If you're planning a virtual desktop infrastructure (VDI) environment, then virtualizing your servers as an alternative is perhaps not the most obvious thing in the world to do. But then the benefits of server virtualization are not always the obvious ones -- as we'll shortly see.
Here's the story: Dutch mental health center Riagg Rijnmond was using a Citrix-based virtual desktop system to provide 350 employees with access to Microsoft Office and various other applications, many of which are actually web based. Trouble was, the system was five or six years old and needed to be upgraded. That was going to be expensive, especially when the license costs for Windows Server, client access licenses and all the rest of the required software was factored in.
The organization decided to switch to an open source-based solution using Xubuntu desktops, OpenOffice productivity software and sever-based computing software called NX Server from Italy-based NoMachine. This enabled Riagg Rijnmond to reduce its desktop budget by two-thirds.
The interesting thing about this implementation -- which was carried out by NoMachine's Dutch partner, ECsys -- is that it makes use of good old-fashioned server-based computing. For all the talk of VDI heard from desktop virtualization vendors, server-based computing is still alive and well, delivering the benefits of centralized administration and data storage.
But here's the twist: NoMachine is quite capable of providing desktop access to 100 to 150 users per server, but what happens if one these NoMachine servers goes down?
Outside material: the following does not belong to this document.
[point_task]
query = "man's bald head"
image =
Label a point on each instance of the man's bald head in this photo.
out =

That would be a problem, as you can't swiftly move 150 users to another server; there simply wouldn't be the capacity to run the additional load, said Nieck Zanen, ECsys's president. "For that reason, Riagg Rijnmond decided that it didn't want any more than 25 users on a single terminal server," he said
You could buy lots of servers and just put 25 or so on each one, so if a NoMachine server goes down you have to find homes for only 25 users on other servers. That would work, but it's hardly an efficient use of server resources.
So what ECsys ended up doing for Riagg Rijnmond was to make use of server virtualization technology to enable its server-based desktops work more like VDI. If this sounds like a convoluted way of doing things, then that's because it is, but in this case it worked rather well.
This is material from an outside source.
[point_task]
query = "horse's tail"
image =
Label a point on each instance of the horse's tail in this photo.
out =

ECsys used the Xen hypervisor (naturally, this is an open source story, after all) to virtualize the NoMachine servers to provide user access to the desktops, with about 25 users per virtual machine. It then ran four or five of these virtual machines on each physical server. Now, if a NoMachine server goes down, only 25 staff members lose desktop access until they can be moved to another server.
True desktop virtualization is still developing, and the "war" -- such as it is -- between VDI and SBC is perhaps a phony one. But by using open source software and adding a dose of server virtualization, ECsys has shown that there is plenty of life left in the old SBC dog yet.
The moral of the story? Server virtualization technology is widely used and widely useful. VDI? As yet, not so much
Paul Rubens is a journalist based in Marlow on Thames, England. He has been programming, tinkering and generally sitting in front of computer screens since his first encounter with a DEC PDP-11 in 1979.